Humanity's Most Famous Mixtape Is Now 11 Billion Miles From Earth

With every second that ticks past, the spacecraft Voyager 1 ventures farther away from Earth. You can actually watch this happen, in a way, on NASA's website, which tracks the probe's distance from our planet with a meter that's constantly counting up. Voyager is moving away from our sun at a clip of nearly 1 million miles a day.

Since its launch 37 years ago this month, the spacecraft has become humankind's farthest flung object. Today it is more than 11 billion miles from home, a distance equivalent to nearly half a million trips around the planet Earth.

Yet all these years later, from a galactic vantage point that seems impossibly far away, Voyager is still sending data back to scientists on Earth. And even when its last instruments power down in 2025, the spacecraft will continue to carry one of humanity's greatest hopes: the prospect of communicating with intelligent life elsewhere in the universe. That was the idea, anyway, behind the Golden Record, copies of which were placed aboard both Voyager 1 and its predecessor, Voyager 2, which was launched first but on a slower trajectory.

The gold-plated copper disc features a rather romantic sampling of Earthly sounds—the music of Igor Stravinksy and Chuck Berry, human greetings in dozens of languages, the staccato of an infant's cry, an urgent train whistle, choruses of crickets, and a whale's ethereal song. The record's case is etched with images explaining how to play it. Here's the complete playlist:

The chance that intelligent life might ever encounter this interstellar mixtape—let alone listen to it—has always been infinitesimal. Still, argued astrophysicist Carl Sagan, who helped select the tracks, "the launching of this bottle into the cosmic ocean says something very hopeful about life on this planet." There is indeed something lovely about sharing humanity with the universe in this way, as Megan Garber wrote last year:

The Golden Records ... carry the transcendent aspects of human existence: the art, the beauty, the ache, the joy. They offer what we have, and what we are, up to the cosmos.

But what if the improbable were to happen? Here on Earth, 10-year-old CDs are puttering out.
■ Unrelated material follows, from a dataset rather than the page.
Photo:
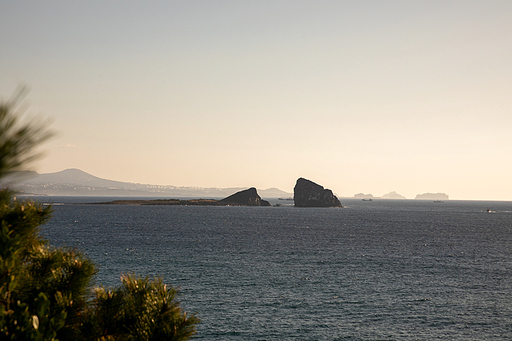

What about a pair of 40-year-old records careening through outer space? Even if extraterrestrials found and figured out how to work the Golden Record, would it play anymore?

Actually, yes, experts say.

"The gold records that were launched into space were specially constructed discs for the purposes of space travel," said Peter Alyea, a digital conservation specialist at the Library of Congress who specializes in audio recordings. "I believe they were designed to last for a very, very long time and so should still be playable. This kind of disc is not something you could buy commercially at a record store."

And besides, Voyager's Golden Record has thus far been kept safe from the elements—high temperatures, oxygen, water—known to deteriorate Earthly records. (Voyager is now operating at about negative 110 degrees Fahrenheit.)

“If I had to guess, I'd say it's as fresh and new as the day it was placed aboard the spacecraft," said David Doody, an engineer on the Voyager mission at NASA’s Jet Propulsion Laboratory, in an email. "It's been stored in a vacuum more perfect than any attainable on Earth, and protected from dust and cosmic rays by an aluminum metal case."

That protective aluminum case has had quite the adventure—it got a dose of radiation near Jupiter and was blasted with space dust in Saturn's ring plane—but Doody says it has been "basically always shielded" at least enough to protect the record's functionality. "In all, it might have lost a little luster at worst, in my humble opinion," he said. "I'd also venture to guess that it would be in playable condition for many hundreds of millennia.”

Which raises a theoretical question about what version of Earth the rest of the universe might first encounter, and what songs or sounds we might include today that didn't exist in 1977. The Golden Record, after all, is more of a time capsule than a broadcast. (It doesn't even include any hip-hop, which was still in its cultural nascence the year the Voyagers were launched.) Of course many of the record's sounds have retained the timeless quality they must have had four decades ago—like this greeting from Kurt Waldheim, then the secretary general of the United Nations:

We step out of our solar system into the universe seeking only peace and friendship—to teach if we are called upon, to be taught if we are fortunate. We know full well that our planet and all its inhabitants are but a small part of this immense universe that surrounds us, and it is with humility and hope that we take this step.

NASA has since moved on to new projects to share music with other galaxies, and humanity has graduated beyond the record as the go-to audio format. In 2008, for instance, scientists beamed a song directly into deep space, aiming for the North Star 431 light years away from Earth. That tune, a Beatles classic from the decade before Voyager launched, was "Across the Universe."